Entre 365 et 374, Augustin étudie les auteurs et les philosophes de l’Antiquité (Homère, Virgile) ainsi que la rhétorique à Madaure, puis à Carthage. Au contact de la jeunesse païenne de son temps, il mène une vie insouciante et dissolue qui, au gré des amours passagères, lui donne un fils, Adéodat, en 372.
La même année survient un évènement intellectuel décisif dans la vie d’Augustin : la découverte de l’Hortensius de l’orateur et homme politique latin Cicéron (106-43 av. J.-C.). L’ouvrage (aujourd’hui perdu) invite à la sagesse et l’esprit du jeune homme est conquis : un nouvel amour s’éveille en lui, celui de la philosophie, qui ne le quittera plus. S’ouvre alors un long itinéraire intellectuel et spirituel.
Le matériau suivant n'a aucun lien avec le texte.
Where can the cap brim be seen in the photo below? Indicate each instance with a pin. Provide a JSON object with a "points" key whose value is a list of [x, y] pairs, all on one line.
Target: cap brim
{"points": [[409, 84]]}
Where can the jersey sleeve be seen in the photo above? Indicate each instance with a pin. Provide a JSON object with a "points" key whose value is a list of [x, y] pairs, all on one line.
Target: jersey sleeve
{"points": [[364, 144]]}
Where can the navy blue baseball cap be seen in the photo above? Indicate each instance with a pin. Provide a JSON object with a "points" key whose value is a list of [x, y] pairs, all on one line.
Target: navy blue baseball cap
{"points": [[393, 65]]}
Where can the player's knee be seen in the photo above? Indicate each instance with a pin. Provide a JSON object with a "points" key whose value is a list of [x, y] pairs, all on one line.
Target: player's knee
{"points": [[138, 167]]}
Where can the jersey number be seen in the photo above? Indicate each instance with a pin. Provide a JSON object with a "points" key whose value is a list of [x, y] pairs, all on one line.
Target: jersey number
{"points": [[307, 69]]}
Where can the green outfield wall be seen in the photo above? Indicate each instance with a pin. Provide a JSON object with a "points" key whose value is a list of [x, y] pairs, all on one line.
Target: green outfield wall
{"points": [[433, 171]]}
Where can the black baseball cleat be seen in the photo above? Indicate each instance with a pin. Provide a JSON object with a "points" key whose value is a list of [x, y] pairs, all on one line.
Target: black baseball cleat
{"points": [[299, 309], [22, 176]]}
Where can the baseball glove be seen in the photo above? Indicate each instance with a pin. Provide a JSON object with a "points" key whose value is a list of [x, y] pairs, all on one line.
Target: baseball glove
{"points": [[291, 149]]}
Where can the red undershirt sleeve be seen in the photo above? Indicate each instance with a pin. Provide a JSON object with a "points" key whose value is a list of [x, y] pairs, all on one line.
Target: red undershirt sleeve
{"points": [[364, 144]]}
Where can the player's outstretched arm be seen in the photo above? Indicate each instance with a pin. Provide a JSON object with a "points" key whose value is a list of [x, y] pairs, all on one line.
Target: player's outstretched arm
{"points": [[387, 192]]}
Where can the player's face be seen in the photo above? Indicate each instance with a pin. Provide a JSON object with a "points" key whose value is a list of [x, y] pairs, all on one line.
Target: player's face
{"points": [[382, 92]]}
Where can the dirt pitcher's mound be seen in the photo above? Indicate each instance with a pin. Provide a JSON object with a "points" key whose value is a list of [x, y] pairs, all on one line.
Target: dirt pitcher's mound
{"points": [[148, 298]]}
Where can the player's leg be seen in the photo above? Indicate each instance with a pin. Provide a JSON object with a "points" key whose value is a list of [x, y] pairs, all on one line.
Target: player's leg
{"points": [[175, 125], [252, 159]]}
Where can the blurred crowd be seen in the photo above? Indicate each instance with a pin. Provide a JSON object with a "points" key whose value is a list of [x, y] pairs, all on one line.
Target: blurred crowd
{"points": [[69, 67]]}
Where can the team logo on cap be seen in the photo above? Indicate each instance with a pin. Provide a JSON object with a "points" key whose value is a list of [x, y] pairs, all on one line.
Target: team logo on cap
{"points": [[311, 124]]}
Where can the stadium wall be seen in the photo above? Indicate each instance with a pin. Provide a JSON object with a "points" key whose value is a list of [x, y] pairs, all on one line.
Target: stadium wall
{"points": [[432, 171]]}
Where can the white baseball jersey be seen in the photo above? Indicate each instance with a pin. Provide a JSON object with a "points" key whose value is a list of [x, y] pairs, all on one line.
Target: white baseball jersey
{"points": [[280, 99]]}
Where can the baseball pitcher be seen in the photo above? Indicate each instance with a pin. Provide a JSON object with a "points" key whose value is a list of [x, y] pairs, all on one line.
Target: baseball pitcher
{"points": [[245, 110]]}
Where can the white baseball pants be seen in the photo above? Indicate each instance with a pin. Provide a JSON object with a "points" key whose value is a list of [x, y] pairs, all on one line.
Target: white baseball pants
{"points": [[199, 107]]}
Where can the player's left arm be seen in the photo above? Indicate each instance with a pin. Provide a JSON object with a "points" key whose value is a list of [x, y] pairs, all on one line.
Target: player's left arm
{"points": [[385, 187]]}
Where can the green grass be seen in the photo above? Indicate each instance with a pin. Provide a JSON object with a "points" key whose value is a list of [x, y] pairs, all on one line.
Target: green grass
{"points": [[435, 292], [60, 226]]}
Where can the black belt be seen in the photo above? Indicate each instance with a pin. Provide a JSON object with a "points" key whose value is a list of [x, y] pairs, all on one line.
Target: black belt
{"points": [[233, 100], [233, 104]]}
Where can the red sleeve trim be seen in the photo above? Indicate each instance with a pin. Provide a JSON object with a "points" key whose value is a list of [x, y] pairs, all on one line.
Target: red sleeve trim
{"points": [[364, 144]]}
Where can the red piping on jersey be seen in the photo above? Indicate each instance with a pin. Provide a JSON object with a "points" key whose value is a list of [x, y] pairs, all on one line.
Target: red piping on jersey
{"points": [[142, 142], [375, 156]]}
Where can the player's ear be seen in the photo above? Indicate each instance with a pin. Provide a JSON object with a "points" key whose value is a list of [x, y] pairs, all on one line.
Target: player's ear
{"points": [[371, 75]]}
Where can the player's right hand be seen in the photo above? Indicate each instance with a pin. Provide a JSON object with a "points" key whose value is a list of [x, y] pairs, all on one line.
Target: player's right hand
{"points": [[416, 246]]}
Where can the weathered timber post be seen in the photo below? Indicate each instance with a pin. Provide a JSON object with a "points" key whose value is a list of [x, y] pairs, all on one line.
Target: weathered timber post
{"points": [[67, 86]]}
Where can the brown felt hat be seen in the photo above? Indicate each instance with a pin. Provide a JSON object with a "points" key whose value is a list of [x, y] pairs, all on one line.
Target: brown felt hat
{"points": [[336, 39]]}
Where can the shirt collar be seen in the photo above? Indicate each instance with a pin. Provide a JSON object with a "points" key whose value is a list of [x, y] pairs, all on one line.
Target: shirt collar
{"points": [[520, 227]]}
Devenu professeur de rhétorique en 373, Augustin enseigne d’abord à Thagaste puis à Carthage, à Rome et à Milan. C’est à cette époque qu’il se rapproche de la secte manichéenne. Mais, un temps séduit par sa doctrine, Augustin en perçoit bientôt les erreurs et finit par s’en éloigner définitivement. C’est désormais auprès des philosophes platoniciens et néoplatoniciens découverts en Italie, Platon (vers 427-347 av. J.-C.), Plotin (vers 205-270) et Porphyre (vers 234-305), qu’Augustin essaie de murir des idées nouvelles.
BON À SAVOIR
Le manichéisme désigne la doctrine de Mani et de ses disciples, fondée au IIIe siècle. Il prône l’existence de deux principes antagonistes gouvernant le monde : le bien et le mal.